I don’t agree with everything in this article but this sentence in the third to the last paragraph really struck a chord with me as readers and authors grapple with the price (as opposed to value) of ebooks.
The two most common ways people acquire books today are borrowing from a library and borrowing from a friend. There are several reasons for that; economically, a principal reason for this is that until you've read a book you can't be sure whether it's worth the price printed on the book's jacket, so you prefer to get the book for free when possible.
One reason that word of mouth is so successful as a selling tool is that someone else is vouching that the book is worth the retail price. But what about books that no one is talking about or that no trusted source will vouch for? That’s the purpose of excerpts.

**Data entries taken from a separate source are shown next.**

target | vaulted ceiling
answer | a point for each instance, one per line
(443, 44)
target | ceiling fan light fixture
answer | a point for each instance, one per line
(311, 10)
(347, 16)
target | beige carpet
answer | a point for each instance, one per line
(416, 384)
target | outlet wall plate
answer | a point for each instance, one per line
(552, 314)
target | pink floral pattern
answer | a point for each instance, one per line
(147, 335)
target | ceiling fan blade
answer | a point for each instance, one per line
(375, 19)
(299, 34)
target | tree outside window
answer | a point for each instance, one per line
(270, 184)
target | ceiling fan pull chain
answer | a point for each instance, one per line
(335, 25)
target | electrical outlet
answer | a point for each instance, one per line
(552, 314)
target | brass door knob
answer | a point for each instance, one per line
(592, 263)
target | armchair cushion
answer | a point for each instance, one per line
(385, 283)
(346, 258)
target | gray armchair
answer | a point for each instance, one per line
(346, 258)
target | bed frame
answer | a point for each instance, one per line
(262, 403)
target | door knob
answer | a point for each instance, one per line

If you look at this thread on what readers want from authors in terms of promotion, most of them point to the work itself. Readers really want excerpts. The question is what kind of excerpt? For me, there are three kinds of excerpts:
1. The retail excerpt. With ebooks, we often have the opportunity to download a sample to our devices. Samples can vary from retailer to retailer. For example, Dukes to the Right of Me, Princes to the Left by Kieran Kramer yields no color cover, the acknowledgments, table of contents, and the first chapter and part of the second. Strangely, the sample ends at different places from each retailer. Amazon’s sample has 678 more words than the BN sample and 795 more words than the Google Books sample.
Balto and The Great Race is a book my daughter brought home from school (kind of a thrilling real life story about an amazing dog). She downloaded the sample on the Colornook. The sample is very revealing in that it shows that it’s not a book worth downloading. Why not? Because the images are not scalable. Here is a full image of what the illustration looks like on my Mac which is larger than the screen size on my Colornook. The Kindle sample exhibits the same problems.
This sample is also illustrative of two things the publisher did wrong. First it showed how unfriendly the digital book is for digital readers. Second, the excerpt contains two illustrations, a one page foreward and one page in chapter one. Assuming that samples and excerpts are provided in an effort to increase sales, this sample is in opposition to that goal.
2. Author excerpt. We receive about 3 to 4 author review requests a day. These are requests sent directly to us by the author and not from a publishing house or a publicist. Because of this, I tend to see a lot of author websites, but oftentimes, these sites will not have excerpts of their work. I find this astonishing. Additionally, I find that excerpts are often hard to read. Courtney Milan’s books all have excerpts and the excerpts are displayed on a white background making it easy to read. Milan does not have the excerpt available as PDF download. Anne Stuart is another author who has well formatted, easy to read excerpts.
Moriah Jovan offers excerpts as a download. You can get up to 34 pages of her book formatted for your favorite reading device. She offers, html, epub, PDF, and prc (for the Kindle).
Fiona McGier, however, is an author whose website offers no excerpts. Further, the link on her site to her publisher’s bookstore doesn’t go directly to her book, but the general website even though the publisher does host an excerpt for the book.
3. Publisher excerpts. HarperCollins allows you to read about 20% of some of its books but I can’t figure out from looking at the Avon Romance site which ones had excerpts and which did not. Berkley/Jove offers PDF downloads (although it isn’t noted that the link is a PDF download) but what you get as an excerpt might be an uncorrected proof as is the case with Robin Owens’ Heart Fate. Macmillan (St. Martin’s Press) offered a nice long excerpt of books but it’s formatting makes it very hard to read. There is not enough line height spacing (spacing between the lines). If an excerpt is hard to read, I’m not certain how many people stick around to actually read it. Harlequin offers excerpts only on its paper book pages and not on its ebook pages. This is very frustrating.
Ellora’s Cave actually gives you a decent sized excerpt (or at least one long enough to decide whether the book is for you. I.e., take a gander at this excerpt). But this press, Eternal Press, offers a paragraph excerpt. That isn’t even as long as a blurb. It’s almost useless as an excerpt.
In reviewing excerpts, I think the way Google Books handles it is the nicest. The Google Book excerpt can be read on your computer or downloaded for later consumption. I like the option. I like an excerpt to be at least one full chapter. I prefer the excerpt to be the first full chapter. Generally, I don’t like to read on out of context excerpt in the middle of the book unless it highlights some of the best writing in the book. If the book has illustrations (like a cooking book or a how to book or a children’s book), I want the excerpt to show the quality (or lack thereof) of the illustrations.
In sum, I want the excerpt to show me why I should part with my money. What do you guys want, like, expect in an excerpt or sample?